Women being harassed online is no news at all to those who have been there all along. Erotica writer and online personality Violet Blue said in a phone interview, "It definitely happens to lots of women. It's pedestrian and ordinary at this point. When you provide an opportunity to comment anonymously, it will bring out the worst in anyone. People are saying, 'Kill the women and fuck them after they're dead.' It's a way of emasculating women."

Tara Hunt, a blogger who was an earlier target of the same people who threatened Sierra, emphasized in an IM conversation that misogyny on the web and in tech circles goes deeper than such obvious brutality. She points to an online video for startup company Ning, in which CEO Gina Bianchini--a very attractive woman in her 30s--demos the company's service. Among the user comments: "David: That is one sexy CEO/Demo. She can Ning me anytime!!" "Ed: I thought this was well-done, informative demo."

Hunt asks, "Is it misogyny? Or just the fact that the technology industry is still so young and clueless about how these comments damage a woman's ability to function in this space? And these comments further go towards making it 'OK' to push women to the edge of this space."

As a young woman, Hunt has had to make changes to prosper in the tech world. "I was advised by another woman to be less 'feminine' if I wanted to be heard--and it worked. Now I'm [seen as] a bitch to some, but it's a better position, because I'm taken seriously."
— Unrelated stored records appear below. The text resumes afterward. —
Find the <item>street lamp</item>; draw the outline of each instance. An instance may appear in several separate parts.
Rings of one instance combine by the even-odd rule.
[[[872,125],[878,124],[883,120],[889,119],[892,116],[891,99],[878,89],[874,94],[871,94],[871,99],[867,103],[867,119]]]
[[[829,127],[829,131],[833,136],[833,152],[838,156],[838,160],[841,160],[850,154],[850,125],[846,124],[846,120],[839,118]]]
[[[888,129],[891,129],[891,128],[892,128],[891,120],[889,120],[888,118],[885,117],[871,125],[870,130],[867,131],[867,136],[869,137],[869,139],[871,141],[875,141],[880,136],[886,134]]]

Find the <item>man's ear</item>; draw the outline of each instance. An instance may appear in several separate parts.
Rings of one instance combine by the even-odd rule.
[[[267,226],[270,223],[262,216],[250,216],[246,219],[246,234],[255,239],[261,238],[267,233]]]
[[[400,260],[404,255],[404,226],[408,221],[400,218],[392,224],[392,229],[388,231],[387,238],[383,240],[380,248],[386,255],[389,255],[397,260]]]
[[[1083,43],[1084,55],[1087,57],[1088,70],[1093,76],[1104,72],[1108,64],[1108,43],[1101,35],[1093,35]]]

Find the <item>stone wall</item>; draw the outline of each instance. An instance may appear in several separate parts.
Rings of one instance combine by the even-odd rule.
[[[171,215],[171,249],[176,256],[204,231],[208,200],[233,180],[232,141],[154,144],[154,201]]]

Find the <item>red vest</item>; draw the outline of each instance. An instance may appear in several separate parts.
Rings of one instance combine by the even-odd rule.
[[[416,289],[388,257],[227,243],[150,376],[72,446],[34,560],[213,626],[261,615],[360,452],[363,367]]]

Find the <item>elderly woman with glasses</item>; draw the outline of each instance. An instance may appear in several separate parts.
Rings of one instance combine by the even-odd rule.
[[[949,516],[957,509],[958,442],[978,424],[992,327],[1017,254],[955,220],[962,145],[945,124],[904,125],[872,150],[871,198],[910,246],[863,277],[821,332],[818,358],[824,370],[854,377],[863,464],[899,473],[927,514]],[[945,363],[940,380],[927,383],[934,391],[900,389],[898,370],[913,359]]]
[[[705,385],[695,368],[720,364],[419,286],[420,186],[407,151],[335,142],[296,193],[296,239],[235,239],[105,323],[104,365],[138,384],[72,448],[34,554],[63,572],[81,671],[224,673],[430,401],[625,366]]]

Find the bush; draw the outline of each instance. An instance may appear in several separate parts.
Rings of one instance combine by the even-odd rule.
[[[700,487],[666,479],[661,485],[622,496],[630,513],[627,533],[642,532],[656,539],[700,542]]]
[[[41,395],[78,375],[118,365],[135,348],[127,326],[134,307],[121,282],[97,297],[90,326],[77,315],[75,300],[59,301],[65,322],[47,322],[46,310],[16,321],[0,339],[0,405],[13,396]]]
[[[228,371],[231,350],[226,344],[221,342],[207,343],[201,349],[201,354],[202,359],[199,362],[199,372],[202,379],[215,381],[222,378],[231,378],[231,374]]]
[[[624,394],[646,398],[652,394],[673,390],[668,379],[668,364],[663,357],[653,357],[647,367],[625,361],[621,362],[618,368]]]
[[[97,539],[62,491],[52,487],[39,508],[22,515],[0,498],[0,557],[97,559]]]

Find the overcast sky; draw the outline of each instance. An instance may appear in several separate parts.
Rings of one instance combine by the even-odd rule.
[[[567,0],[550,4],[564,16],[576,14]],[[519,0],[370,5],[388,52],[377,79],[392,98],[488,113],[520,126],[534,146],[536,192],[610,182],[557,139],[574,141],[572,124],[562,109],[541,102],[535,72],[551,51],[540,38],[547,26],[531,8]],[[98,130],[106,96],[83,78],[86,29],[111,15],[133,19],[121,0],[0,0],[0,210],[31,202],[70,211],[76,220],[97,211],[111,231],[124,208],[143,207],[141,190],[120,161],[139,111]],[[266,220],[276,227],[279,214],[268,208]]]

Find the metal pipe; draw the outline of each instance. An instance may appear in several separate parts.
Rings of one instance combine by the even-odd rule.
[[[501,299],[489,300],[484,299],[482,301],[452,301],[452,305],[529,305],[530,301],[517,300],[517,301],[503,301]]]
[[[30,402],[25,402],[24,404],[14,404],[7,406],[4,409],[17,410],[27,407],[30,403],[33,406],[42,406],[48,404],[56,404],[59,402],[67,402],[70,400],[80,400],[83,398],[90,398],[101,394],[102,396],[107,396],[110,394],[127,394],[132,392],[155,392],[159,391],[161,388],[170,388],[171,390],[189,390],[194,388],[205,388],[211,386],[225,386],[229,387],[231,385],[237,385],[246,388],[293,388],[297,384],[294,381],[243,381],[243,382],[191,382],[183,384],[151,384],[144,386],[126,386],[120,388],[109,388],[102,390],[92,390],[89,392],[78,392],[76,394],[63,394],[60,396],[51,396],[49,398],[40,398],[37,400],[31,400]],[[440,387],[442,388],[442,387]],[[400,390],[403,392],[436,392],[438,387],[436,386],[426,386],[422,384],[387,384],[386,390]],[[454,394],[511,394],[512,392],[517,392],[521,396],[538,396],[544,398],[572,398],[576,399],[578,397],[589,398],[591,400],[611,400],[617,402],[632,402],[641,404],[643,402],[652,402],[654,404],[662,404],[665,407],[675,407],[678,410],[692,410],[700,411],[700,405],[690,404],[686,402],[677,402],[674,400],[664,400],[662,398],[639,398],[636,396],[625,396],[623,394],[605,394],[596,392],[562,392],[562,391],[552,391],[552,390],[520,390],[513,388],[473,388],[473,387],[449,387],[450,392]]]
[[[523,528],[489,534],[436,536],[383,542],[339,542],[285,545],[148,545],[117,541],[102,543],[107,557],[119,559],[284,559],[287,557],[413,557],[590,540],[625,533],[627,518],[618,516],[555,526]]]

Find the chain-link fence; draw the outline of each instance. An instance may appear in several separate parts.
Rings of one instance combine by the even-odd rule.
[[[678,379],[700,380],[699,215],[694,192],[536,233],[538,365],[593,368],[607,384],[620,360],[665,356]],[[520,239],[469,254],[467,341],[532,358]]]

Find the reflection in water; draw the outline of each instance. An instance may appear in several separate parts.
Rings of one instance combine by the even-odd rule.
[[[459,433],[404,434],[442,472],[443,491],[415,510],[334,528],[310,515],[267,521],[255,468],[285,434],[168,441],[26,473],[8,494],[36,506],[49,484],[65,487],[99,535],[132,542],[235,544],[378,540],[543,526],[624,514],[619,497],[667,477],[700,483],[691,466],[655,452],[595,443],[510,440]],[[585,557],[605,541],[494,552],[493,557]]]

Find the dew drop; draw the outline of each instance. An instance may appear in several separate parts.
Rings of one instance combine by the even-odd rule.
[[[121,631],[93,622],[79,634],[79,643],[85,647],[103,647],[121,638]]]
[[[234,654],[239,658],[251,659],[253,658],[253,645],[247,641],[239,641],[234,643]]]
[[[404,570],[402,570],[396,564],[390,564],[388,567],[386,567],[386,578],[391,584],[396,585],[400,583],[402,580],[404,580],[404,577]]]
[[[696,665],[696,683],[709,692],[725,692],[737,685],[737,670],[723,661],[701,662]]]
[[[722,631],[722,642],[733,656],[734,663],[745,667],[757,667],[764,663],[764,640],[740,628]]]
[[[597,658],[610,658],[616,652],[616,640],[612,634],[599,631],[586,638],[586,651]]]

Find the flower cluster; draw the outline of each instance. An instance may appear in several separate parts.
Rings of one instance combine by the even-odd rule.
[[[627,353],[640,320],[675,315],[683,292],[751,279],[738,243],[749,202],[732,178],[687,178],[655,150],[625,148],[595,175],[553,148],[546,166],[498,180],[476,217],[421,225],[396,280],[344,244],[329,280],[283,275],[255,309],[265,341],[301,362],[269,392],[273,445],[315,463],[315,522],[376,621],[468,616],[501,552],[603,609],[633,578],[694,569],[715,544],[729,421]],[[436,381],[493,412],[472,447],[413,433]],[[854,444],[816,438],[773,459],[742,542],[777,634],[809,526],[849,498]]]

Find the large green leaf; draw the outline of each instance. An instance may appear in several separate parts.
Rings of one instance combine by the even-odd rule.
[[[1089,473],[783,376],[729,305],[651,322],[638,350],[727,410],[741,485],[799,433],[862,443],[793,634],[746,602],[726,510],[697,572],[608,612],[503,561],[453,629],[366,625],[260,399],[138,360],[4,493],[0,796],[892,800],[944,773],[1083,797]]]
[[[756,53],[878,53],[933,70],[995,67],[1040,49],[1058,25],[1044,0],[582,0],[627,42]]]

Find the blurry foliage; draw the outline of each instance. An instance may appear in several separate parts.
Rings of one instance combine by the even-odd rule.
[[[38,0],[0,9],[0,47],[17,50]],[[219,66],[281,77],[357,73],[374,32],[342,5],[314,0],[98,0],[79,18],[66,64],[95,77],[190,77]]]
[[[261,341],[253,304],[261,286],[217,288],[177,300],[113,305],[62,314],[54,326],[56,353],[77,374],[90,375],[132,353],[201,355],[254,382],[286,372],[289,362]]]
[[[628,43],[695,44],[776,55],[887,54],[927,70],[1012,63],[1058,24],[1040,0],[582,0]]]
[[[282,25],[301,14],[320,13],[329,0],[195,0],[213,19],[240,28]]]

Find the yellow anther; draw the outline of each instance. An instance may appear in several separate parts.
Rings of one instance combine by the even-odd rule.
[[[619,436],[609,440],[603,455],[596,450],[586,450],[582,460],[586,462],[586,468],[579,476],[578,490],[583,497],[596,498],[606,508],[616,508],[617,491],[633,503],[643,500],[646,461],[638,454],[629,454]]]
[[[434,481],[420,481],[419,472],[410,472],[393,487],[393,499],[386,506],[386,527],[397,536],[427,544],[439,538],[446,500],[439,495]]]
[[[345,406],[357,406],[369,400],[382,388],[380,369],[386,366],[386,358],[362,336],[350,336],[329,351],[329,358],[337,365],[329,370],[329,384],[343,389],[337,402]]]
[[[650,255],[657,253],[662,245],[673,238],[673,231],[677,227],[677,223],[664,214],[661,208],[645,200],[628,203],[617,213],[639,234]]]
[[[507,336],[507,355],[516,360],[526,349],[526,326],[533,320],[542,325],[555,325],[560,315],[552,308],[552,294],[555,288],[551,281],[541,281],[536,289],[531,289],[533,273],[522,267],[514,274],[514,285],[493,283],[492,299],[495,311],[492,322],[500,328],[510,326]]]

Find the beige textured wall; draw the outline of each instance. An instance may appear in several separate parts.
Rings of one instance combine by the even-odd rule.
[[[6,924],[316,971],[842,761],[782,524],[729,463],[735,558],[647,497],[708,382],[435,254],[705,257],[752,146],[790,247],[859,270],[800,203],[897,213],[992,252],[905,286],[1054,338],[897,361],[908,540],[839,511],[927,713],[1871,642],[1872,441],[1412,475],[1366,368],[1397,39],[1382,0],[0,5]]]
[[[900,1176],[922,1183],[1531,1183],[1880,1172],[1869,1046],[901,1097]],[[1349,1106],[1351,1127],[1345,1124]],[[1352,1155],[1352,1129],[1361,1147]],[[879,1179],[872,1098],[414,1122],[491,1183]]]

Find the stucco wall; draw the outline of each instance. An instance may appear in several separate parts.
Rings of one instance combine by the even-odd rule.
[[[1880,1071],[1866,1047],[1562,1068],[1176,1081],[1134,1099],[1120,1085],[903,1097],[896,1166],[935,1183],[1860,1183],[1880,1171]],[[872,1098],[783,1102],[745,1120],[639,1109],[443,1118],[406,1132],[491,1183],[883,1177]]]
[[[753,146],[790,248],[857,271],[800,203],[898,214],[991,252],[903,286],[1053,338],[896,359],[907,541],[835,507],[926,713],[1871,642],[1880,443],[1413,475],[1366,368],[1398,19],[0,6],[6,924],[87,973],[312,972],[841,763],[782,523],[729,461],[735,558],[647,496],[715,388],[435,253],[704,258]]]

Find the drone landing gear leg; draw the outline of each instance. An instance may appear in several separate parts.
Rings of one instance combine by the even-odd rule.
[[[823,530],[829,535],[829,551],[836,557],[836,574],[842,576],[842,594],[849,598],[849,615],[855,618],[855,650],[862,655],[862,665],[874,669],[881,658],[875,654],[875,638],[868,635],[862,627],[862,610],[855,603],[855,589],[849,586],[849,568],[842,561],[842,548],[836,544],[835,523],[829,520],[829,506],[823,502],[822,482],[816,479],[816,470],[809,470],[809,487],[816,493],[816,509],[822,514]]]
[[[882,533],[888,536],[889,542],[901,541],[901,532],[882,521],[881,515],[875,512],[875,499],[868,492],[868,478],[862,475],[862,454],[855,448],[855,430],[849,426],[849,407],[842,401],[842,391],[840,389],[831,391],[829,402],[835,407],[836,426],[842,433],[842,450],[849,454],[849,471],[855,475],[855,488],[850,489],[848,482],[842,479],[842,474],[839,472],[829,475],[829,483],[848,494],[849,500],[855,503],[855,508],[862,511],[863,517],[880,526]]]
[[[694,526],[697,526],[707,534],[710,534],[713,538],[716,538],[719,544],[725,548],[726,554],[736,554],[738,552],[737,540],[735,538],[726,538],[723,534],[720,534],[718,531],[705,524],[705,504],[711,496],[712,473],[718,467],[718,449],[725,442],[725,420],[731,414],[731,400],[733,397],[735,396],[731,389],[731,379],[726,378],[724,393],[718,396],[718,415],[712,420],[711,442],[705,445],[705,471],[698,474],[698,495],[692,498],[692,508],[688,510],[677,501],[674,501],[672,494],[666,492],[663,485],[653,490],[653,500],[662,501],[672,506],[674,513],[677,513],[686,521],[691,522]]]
Blue takes exception to Hunt's willingness to become less feminine to get ahead. "We should be cautioned against thinking that people saying others are sexy is wrong. Celebrations of sexuality should be encouraged. If we don't, it gives people who threaten others online more power to do so. I don't see any reason to be less feminine. The more we desexualize ourselves in order to obtain power, the more we allow our sexuality to be used against us. So I'm going to own it."

Whatever the good intentions of O'Reilly's proposal, Blue adds, "There's no add-water instant solution until our wider media culture, including mainstream media, changes its attitudes toward women. We can lead a change to the wider culture, but there's no magic button."